Несомненно, есть некая прореха в идее о том, что литература является серьезной проблемой философии. Одним из основополагающих вопросов является то, что философия не определяется как что-то противопоставленное именно литературе, как нечто со значением исключения. Как определяют эти различия? Философия или же литература? – Платон утверждает, что нужно выбрать. Если для Делёза и Фуко возможно установить к литературе новое отношение, то это происходит благодаря такому новому способу мышления, который не рассматривает литературу как объект рефлексии, а представляет ее как проводник, посредник (intercesseur) философии. Если литература может играть роль такого посредника, говорит Фуко, то благодаря тому, что она развертывает язык некоей мысли, которая не может быть сведена к философии, некий недиалектический язык. Язык, позволяющий избежать мысли о том, чтобы быть принудительно возвращенной к философии [2]. Фуко и Делёз разделяют представление, что литература по меньшей мере выражает мысли, предшествующие и дистанцированные собственному выражению (трансцендентальность), что литература обладает непосредственной и самостоятельной мыслью [3] (имманентность), ничуть не хуже философии – эта мысль различительная, не диалектическая, которая призывает философа следовать за различением. Возникает еще один парадокс: философия может развивать отношение с литературой там, где последняя радикально отличается от философии, и там, где в этих отношениях философия и литература никогда не перестают различаться.

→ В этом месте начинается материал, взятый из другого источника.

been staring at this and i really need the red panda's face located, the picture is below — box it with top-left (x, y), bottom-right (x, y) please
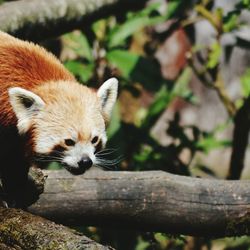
top-left (8, 78), bottom-right (118, 175)
top-left (33, 109), bottom-right (107, 175)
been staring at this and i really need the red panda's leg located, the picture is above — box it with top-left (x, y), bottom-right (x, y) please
top-left (1, 159), bottom-right (42, 208)
top-left (0, 127), bottom-right (31, 207)
top-left (0, 154), bottom-right (30, 208)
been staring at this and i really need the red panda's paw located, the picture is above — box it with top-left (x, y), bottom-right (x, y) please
top-left (3, 172), bottom-right (45, 208)
top-left (0, 185), bottom-right (8, 208)
top-left (17, 173), bottom-right (45, 208)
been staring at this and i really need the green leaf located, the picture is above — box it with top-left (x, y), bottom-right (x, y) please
top-left (240, 68), bottom-right (250, 97)
top-left (107, 1), bottom-right (184, 48)
top-left (148, 86), bottom-right (171, 117)
top-left (108, 16), bottom-right (163, 48)
top-left (106, 49), bottom-right (139, 78)
top-left (142, 86), bottom-right (171, 129)
top-left (171, 67), bottom-right (196, 102)
top-left (107, 3), bottom-right (165, 48)
top-left (135, 237), bottom-right (150, 250)
top-left (243, 0), bottom-right (250, 5)
top-left (92, 19), bottom-right (107, 41)
top-left (236, 0), bottom-right (250, 10)
top-left (134, 146), bottom-right (153, 163)
top-left (197, 135), bottom-right (231, 154)
top-left (63, 32), bottom-right (93, 62)
top-left (223, 10), bottom-right (240, 32)
top-left (166, 0), bottom-right (184, 19)
top-left (64, 61), bottom-right (94, 83)
top-left (206, 42), bottom-right (221, 69)
top-left (154, 233), bottom-right (169, 248)
top-left (107, 49), bottom-right (164, 91)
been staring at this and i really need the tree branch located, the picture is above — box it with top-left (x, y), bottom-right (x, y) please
top-left (186, 51), bottom-right (236, 117)
top-left (0, 0), bottom-right (147, 42)
top-left (28, 169), bottom-right (250, 238)
top-left (227, 96), bottom-right (250, 180)
top-left (0, 207), bottom-right (113, 249)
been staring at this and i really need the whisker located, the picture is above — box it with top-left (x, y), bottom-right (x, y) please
top-left (96, 155), bottom-right (124, 164)
top-left (100, 147), bottom-right (118, 152)
top-left (35, 156), bottom-right (63, 161)
top-left (95, 164), bottom-right (117, 171)
top-left (95, 148), bottom-right (118, 155)
top-left (95, 154), bottom-right (123, 170)
top-left (95, 152), bottom-right (115, 157)
top-left (34, 159), bottom-right (62, 163)
top-left (34, 155), bottom-right (64, 163)
top-left (96, 160), bottom-right (120, 166)
top-left (51, 150), bottom-right (65, 156)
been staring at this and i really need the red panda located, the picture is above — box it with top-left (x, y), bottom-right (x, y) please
top-left (0, 31), bottom-right (118, 206)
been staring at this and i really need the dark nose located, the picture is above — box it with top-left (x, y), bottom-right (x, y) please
top-left (77, 156), bottom-right (93, 170)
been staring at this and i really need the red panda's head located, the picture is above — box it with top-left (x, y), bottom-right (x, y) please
top-left (8, 78), bottom-right (118, 175)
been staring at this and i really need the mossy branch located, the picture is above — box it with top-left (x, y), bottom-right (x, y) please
top-left (0, 0), bottom-right (147, 41)
top-left (0, 207), bottom-right (113, 250)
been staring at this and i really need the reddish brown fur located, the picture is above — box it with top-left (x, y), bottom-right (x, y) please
top-left (0, 32), bottom-right (114, 207)
top-left (0, 32), bottom-right (81, 206)
top-left (0, 31), bottom-right (75, 126)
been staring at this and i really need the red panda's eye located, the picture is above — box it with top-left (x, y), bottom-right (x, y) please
top-left (91, 136), bottom-right (98, 144)
top-left (64, 139), bottom-right (75, 146)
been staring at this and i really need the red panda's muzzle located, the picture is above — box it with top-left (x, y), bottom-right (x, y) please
top-left (62, 156), bottom-right (93, 175)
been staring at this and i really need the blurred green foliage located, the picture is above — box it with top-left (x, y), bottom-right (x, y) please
top-left (60, 0), bottom-right (250, 249)
top-left (62, 0), bottom-right (233, 177)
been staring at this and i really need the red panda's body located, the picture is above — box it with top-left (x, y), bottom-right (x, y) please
top-left (0, 32), bottom-right (118, 207)
top-left (0, 31), bottom-right (74, 126)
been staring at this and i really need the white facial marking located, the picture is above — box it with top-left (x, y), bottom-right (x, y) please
top-left (35, 135), bottom-right (60, 154)
top-left (8, 87), bottom-right (45, 134)
top-left (63, 143), bottom-right (96, 168)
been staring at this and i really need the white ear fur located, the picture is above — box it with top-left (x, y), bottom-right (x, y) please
top-left (8, 87), bottom-right (45, 134)
top-left (97, 78), bottom-right (118, 120)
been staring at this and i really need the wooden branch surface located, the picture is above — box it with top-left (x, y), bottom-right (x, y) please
top-left (0, 0), bottom-right (147, 41)
top-left (28, 169), bottom-right (250, 237)
top-left (0, 207), bottom-right (113, 250)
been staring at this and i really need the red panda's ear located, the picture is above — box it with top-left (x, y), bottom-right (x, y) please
top-left (97, 78), bottom-right (118, 121)
top-left (8, 87), bottom-right (45, 134)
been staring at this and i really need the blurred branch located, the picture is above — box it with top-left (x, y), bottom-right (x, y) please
top-left (0, 207), bottom-right (112, 250)
top-left (195, 4), bottom-right (221, 32)
top-left (29, 169), bottom-right (250, 238)
top-left (186, 51), bottom-right (236, 116)
top-left (0, 0), bottom-right (147, 42)
top-left (214, 72), bottom-right (236, 116)
top-left (227, 96), bottom-right (250, 180)
top-left (187, 0), bottom-right (248, 180)
top-left (195, 2), bottom-right (222, 34)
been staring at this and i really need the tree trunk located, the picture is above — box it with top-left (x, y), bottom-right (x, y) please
top-left (28, 169), bottom-right (250, 238)
top-left (0, 0), bottom-right (147, 41)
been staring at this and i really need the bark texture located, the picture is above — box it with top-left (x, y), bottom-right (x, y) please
top-left (28, 169), bottom-right (250, 238)
top-left (0, 207), bottom-right (113, 250)
top-left (0, 0), bottom-right (147, 41)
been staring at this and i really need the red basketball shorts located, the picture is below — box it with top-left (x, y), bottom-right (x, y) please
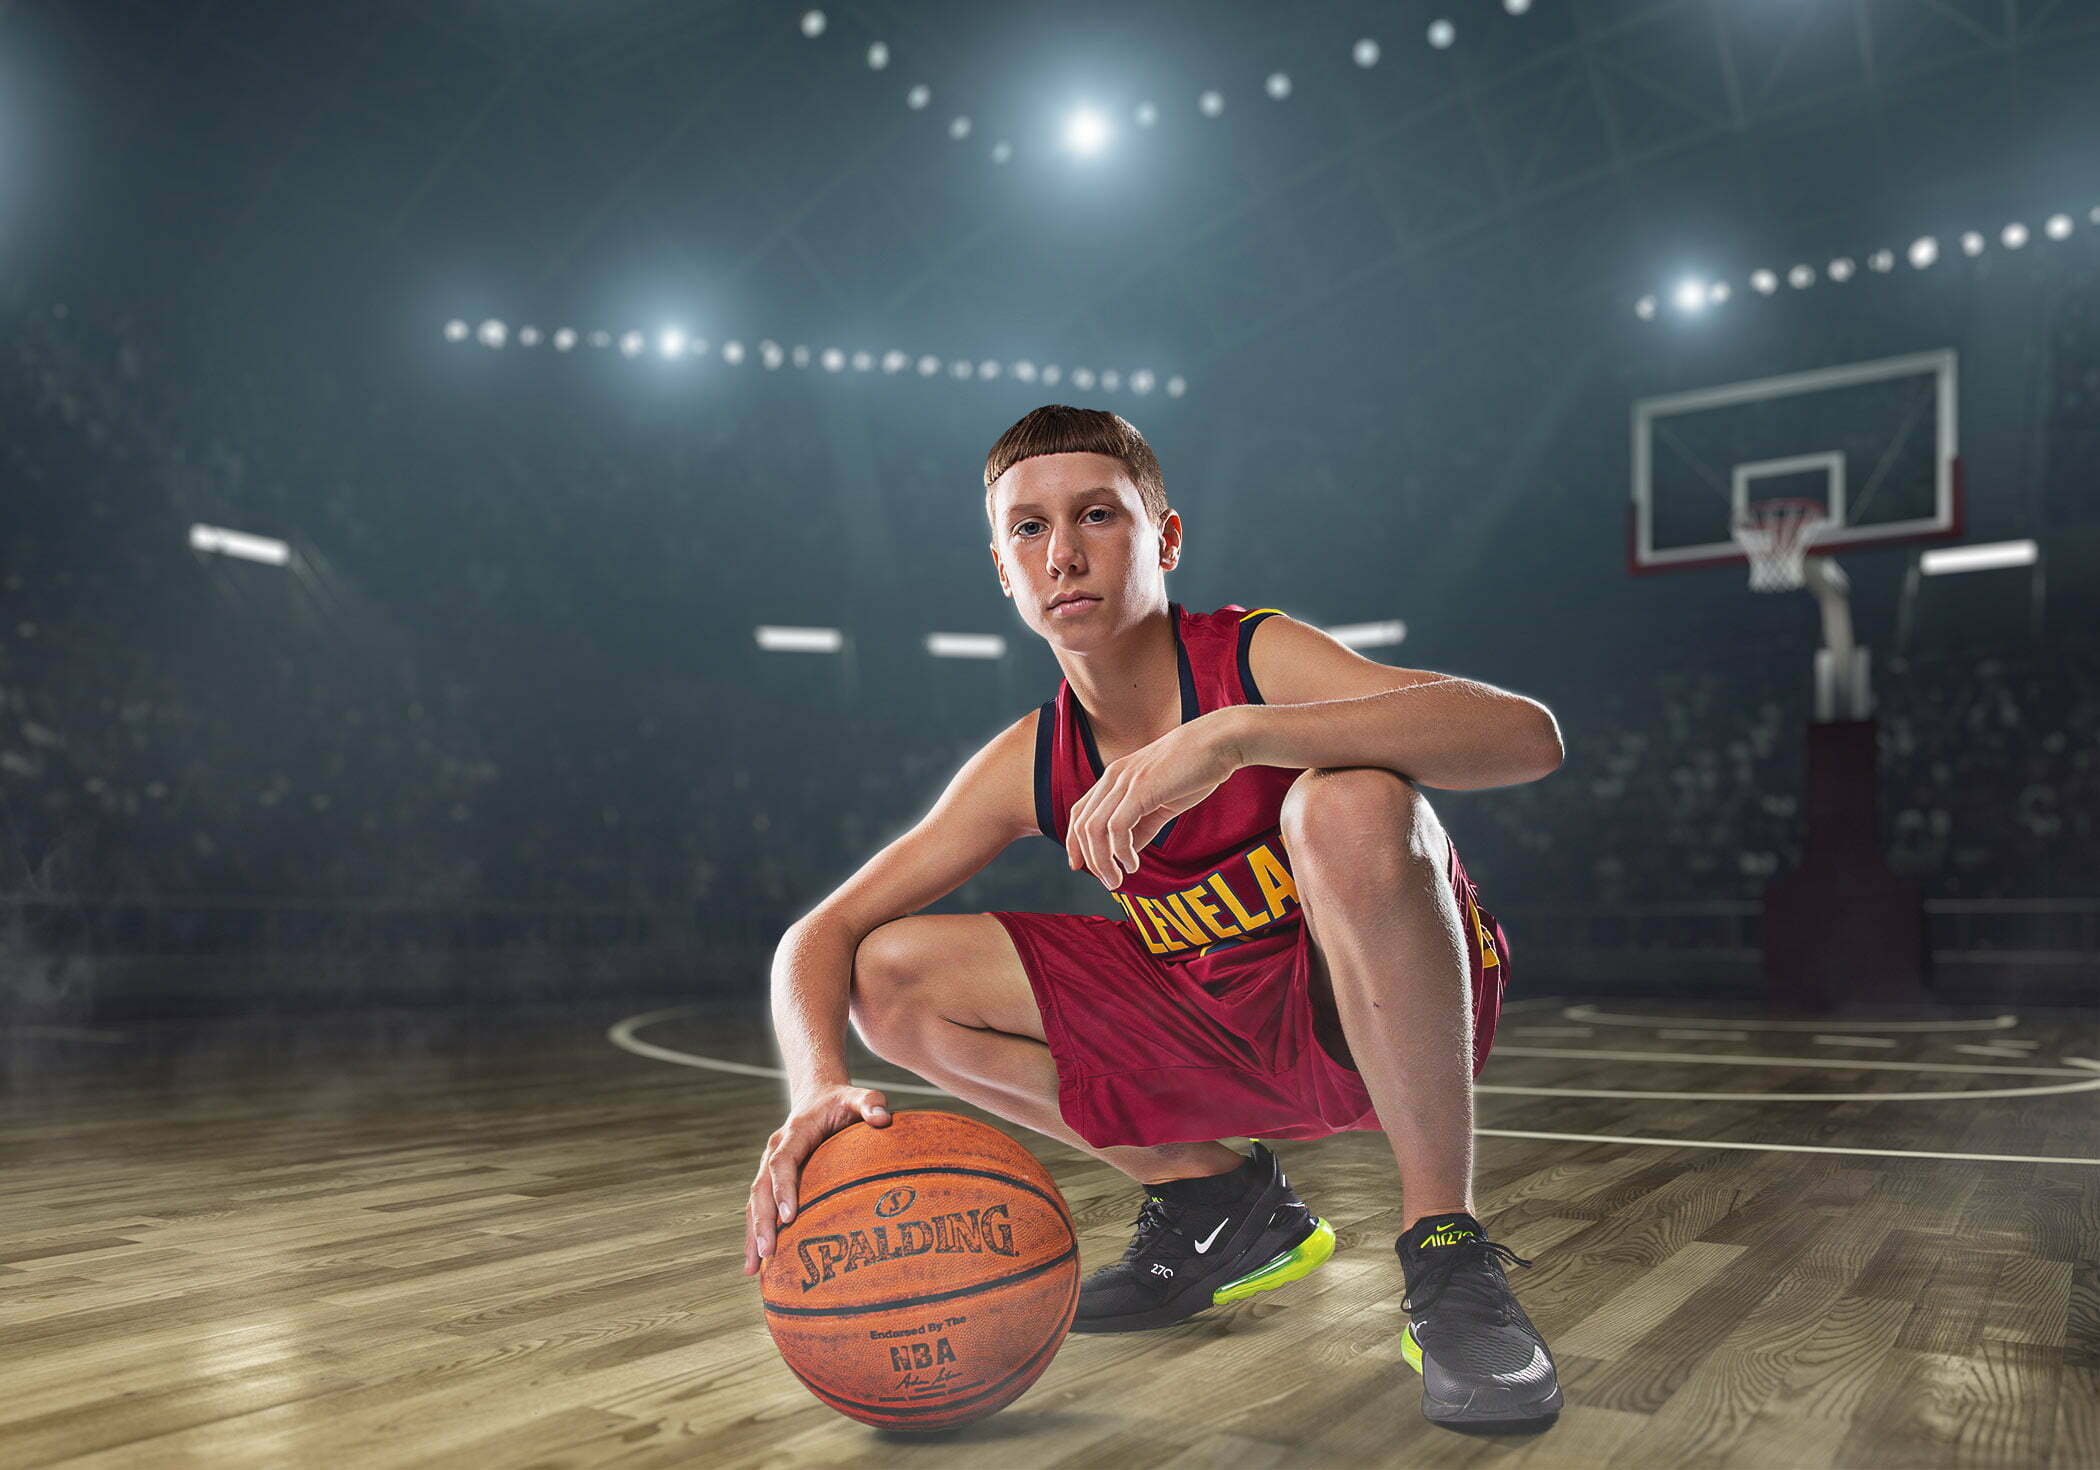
top-left (989, 842), bottom-right (1508, 1150)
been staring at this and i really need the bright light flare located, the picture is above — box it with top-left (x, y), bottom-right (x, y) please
top-left (1065, 107), bottom-right (1111, 156)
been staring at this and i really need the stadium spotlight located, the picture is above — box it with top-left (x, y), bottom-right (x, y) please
top-left (659, 327), bottom-right (686, 359)
top-left (851, 350), bottom-right (873, 371)
top-left (1353, 38), bottom-right (1381, 68)
top-left (2001, 221), bottom-right (2029, 249)
top-left (821, 347), bottom-right (846, 372)
top-left (190, 523), bottom-right (291, 567)
top-left (518, 326), bottom-right (542, 347)
top-left (1013, 361), bottom-right (1038, 383)
top-left (477, 318), bottom-right (508, 348)
top-left (1165, 375), bottom-right (1186, 398)
top-left (799, 10), bottom-right (826, 39)
top-left (1708, 280), bottom-right (1730, 304)
top-left (991, 141), bottom-right (1013, 164)
top-left (1041, 365), bottom-right (1062, 386)
top-left (588, 330), bottom-right (611, 348)
top-left (2046, 213), bottom-right (2074, 240)
top-left (1135, 101), bottom-right (1158, 128)
top-left (1827, 257), bottom-right (1855, 282)
top-left (1634, 295), bottom-right (1657, 320)
top-left (1505, 0), bottom-right (1533, 12)
top-left (1065, 107), bottom-right (1111, 156)
top-left (1750, 269), bottom-right (1778, 295)
top-left (619, 330), bottom-right (645, 357)
top-left (1920, 540), bottom-right (2038, 576)
top-left (443, 318), bottom-right (469, 342)
top-left (1673, 278), bottom-right (1707, 313)
top-left (948, 116), bottom-right (972, 141)
top-left (1908, 236), bottom-right (1938, 268)
top-left (1071, 368), bottom-right (1096, 389)
top-left (722, 340), bottom-right (745, 364)
top-left (917, 354), bottom-right (940, 376)
top-left (926, 633), bottom-right (1007, 659)
top-left (907, 84), bottom-right (930, 110)
top-left (1329, 619), bottom-right (1407, 649)
top-left (1198, 90), bottom-right (1224, 118)
top-left (2090, 206), bottom-right (2100, 224)
top-left (1266, 72), bottom-right (1292, 101)
top-left (866, 41), bottom-right (889, 70)
top-left (755, 625), bottom-right (843, 653)
top-left (1101, 370), bottom-right (1121, 391)
top-left (882, 349), bottom-right (907, 373)
top-left (1961, 230), bottom-right (1985, 256)
top-left (1868, 248), bottom-right (1895, 272)
top-left (978, 358), bottom-right (1000, 379)
top-left (791, 344), bottom-right (810, 368)
top-left (1131, 369), bottom-right (1155, 394)
top-left (761, 340), bottom-right (786, 369)
top-left (1427, 19), bottom-right (1455, 49)
top-left (1787, 263), bottom-right (1815, 288)
top-left (553, 328), bottom-right (577, 352)
top-left (950, 359), bottom-right (974, 379)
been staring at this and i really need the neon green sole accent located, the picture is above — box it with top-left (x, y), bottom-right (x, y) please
top-left (1401, 1321), bottom-right (1424, 1375)
top-left (1210, 1217), bottom-right (1337, 1305)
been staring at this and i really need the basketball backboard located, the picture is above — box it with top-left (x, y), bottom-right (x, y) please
top-left (1630, 349), bottom-right (1961, 574)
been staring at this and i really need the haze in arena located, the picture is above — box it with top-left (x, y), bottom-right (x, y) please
top-left (3, 2), bottom-right (2096, 1466)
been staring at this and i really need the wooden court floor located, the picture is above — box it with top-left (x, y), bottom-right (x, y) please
top-left (2, 992), bottom-right (2095, 1469)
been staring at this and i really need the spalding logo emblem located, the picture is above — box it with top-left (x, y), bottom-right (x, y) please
top-left (873, 1187), bottom-right (916, 1218)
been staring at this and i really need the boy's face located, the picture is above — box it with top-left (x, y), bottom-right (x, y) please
top-left (988, 452), bottom-right (1182, 644)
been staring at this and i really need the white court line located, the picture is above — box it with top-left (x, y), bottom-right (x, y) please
top-left (1505, 1025), bottom-right (1597, 1037)
top-left (1492, 1045), bottom-right (2087, 1077)
top-left (1661, 1028), bottom-right (1749, 1041)
top-left (1565, 1004), bottom-right (2018, 1033)
top-left (1957, 1044), bottom-right (2037, 1059)
top-left (1813, 1034), bottom-right (1900, 1048)
top-left (609, 1011), bottom-right (2100, 1158)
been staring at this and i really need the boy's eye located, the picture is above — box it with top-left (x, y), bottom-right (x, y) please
top-left (1016, 508), bottom-right (1110, 536)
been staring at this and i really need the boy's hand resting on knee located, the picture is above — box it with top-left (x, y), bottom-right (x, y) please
top-left (744, 1085), bottom-right (891, 1276)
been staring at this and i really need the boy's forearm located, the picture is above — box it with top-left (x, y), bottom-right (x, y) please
top-left (770, 919), bottom-right (860, 1103)
top-left (1223, 681), bottom-right (1563, 790)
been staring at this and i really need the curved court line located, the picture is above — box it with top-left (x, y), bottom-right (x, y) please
top-left (1492, 1045), bottom-right (2090, 1078)
top-left (1564, 1004), bottom-right (2019, 1034)
top-left (611, 1008), bottom-right (2100, 1113)
top-left (611, 1011), bottom-right (2100, 1168)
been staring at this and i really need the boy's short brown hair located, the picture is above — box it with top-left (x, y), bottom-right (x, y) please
top-left (983, 406), bottom-right (1169, 527)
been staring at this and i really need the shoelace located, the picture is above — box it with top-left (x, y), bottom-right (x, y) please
top-left (1119, 1195), bottom-right (1180, 1264)
top-left (1401, 1237), bottom-right (1534, 1315)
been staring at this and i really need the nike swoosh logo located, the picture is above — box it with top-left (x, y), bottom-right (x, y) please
top-left (1194, 1219), bottom-right (1229, 1252)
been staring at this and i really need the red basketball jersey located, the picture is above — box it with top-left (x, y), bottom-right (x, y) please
top-left (1033, 603), bottom-right (1302, 966)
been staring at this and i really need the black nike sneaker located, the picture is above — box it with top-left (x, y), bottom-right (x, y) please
top-left (1069, 1142), bottom-right (1336, 1334)
top-left (1396, 1212), bottom-right (1563, 1429)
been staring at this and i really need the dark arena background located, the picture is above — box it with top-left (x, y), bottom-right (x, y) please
top-left (3, 2), bottom-right (2098, 1466)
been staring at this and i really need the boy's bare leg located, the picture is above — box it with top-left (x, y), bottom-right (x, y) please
top-left (1281, 768), bottom-right (1476, 1223)
top-left (848, 913), bottom-right (1245, 1186)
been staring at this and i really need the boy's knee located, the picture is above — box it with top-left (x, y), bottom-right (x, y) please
top-left (848, 919), bottom-right (933, 1050)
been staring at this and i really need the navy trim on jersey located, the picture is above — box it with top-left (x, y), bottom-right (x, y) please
top-left (1033, 700), bottom-right (1058, 842)
top-left (1237, 609), bottom-right (1279, 705)
top-left (1065, 603), bottom-right (1197, 851)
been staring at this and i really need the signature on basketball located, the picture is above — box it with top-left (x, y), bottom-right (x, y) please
top-left (897, 1366), bottom-right (967, 1394)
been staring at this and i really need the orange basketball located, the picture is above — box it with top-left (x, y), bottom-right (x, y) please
top-left (759, 1110), bottom-right (1079, 1432)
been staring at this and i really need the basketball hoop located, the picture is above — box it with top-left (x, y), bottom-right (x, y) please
top-left (1733, 497), bottom-right (1829, 593)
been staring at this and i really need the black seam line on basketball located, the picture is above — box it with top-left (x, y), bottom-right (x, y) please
top-left (764, 1246), bottom-right (1078, 1318)
top-left (791, 1164), bottom-right (1068, 1219)
top-left (782, 1273), bottom-right (1075, 1420)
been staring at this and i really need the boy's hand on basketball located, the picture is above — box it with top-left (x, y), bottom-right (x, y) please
top-left (1067, 713), bottom-right (1243, 889)
top-left (745, 1085), bottom-right (891, 1276)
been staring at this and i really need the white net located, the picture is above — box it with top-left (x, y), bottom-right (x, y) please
top-left (1733, 497), bottom-right (1830, 592)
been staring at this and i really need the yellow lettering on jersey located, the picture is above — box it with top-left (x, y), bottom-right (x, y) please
top-left (1113, 892), bottom-right (1173, 954)
top-left (1180, 887), bottom-right (1240, 940)
top-left (1467, 893), bottom-right (1500, 968)
top-left (1152, 892), bottom-right (1212, 946)
top-left (1246, 843), bottom-right (1299, 920)
top-left (1208, 872), bottom-right (1268, 932)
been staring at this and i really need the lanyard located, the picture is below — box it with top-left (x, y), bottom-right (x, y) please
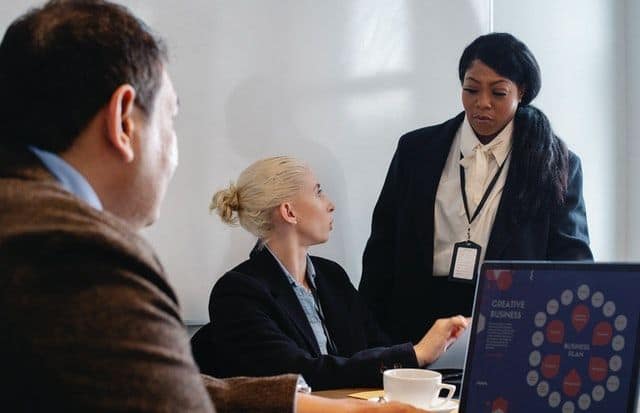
top-left (459, 151), bottom-right (509, 236)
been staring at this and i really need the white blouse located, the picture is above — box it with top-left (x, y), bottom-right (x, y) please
top-left (432, 115), bottom-right (514, 276)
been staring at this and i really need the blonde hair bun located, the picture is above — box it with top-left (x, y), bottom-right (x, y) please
top-left (210, 183), bottom-right (240, 225)
top-left (210, 156), bottom-right (308, 238)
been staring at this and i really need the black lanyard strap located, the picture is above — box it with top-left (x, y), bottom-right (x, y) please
top-left (459, 151), bottom-right (509, 225)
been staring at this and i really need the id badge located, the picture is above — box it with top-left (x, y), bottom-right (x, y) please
top-left (448, 240), bottom-right (481, 283)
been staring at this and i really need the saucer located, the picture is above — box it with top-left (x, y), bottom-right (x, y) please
top-left (367, 397), bottom-right (458, 412)
top-left (422, 398), bottom-right (459, 412)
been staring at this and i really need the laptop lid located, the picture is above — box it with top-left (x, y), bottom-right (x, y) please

В этом смысле можно представить литературу как посредника [4]. Здесь нет места для «рефлексии о» или для «диалога с», здесь есть включенность в динамику, приводящую к различению, к движению в движении. Такова включенность в движение, делающая возможной мысль о том, что посредник – это тот, кто позволяет мне говорить то, что я имею сказать, мыслить то, что я мыслю. Отношения посредничества не репродуцируют дискурс, «рефлексию о», или просто исторический подход. Отношения посредничества определяются согласованностью или соответствием меньше, чем вариацией или дизъюнкцией; эти отношения представлены как интерференция [5]. Так Делёз определяет метод своей работы с Гваттари и использует выработанные формулировки, говоря о Фуко. Работа Делёза как историка философии отсылает к поискам посредника. Делёз обращается к Фуко, как к посреднику, это не диалог, и не комментарий. Можно сказать то же самое и о Фуко, который обращается к Ницше, Русселю, Клоссовски, Канту, Саду или к античной философии [6], чтобы помыслить то, что он мыслит – как он обращается к заключенным, к опыту Группы информации о тюрьмах (GIP), таким же образом (но не только), как и к посредникам в философии.

Это некий новый способ мысли, который поставлен на кон: он не призывает начинать все сначала, но встраивается в мысль, в некоторую область мысли. Отношение к чему-то другому, что философия делает возможным помыслить – это значит мыслить посередине, говорит Делёз, это заключенное в шепоте, говорит Фуко. Это показывает, как философская мысль начинается с не-философской, извне, где ее нет и где она не может влиять на формы концепта. Философ не тот, кто является абсолютным началом, философия не та мысль, которая пытается выстроить себя, не начало, радикально выходящее за пределы себя [7]: философская мысль начинается в отношении с внешним, заставляющим мыслить, способным вовлекать ее как различение. В этом смысле Фуко и Делёз – философы без начала и конца, всегда посередине.

Во внешнем, литературе как внешнем и как противопоставленном комментарию и диалогу нет значения экстериориального характера, сводимого к различению, это то, что по сути не является философским порядком, что не является ни мыслью, и даже, в некотором смысле, ни тем, что философия может помыслить, но тем, о чем она все же должна мыслить – то, что препятствует мысли, но в то же время заставляет мыслить. В своем отношении к литературе философская мысль предельна [9]. Это мысль на границах между философией и литературой, берущая начало от значения отчужденности внешнего, которым является для нее литература.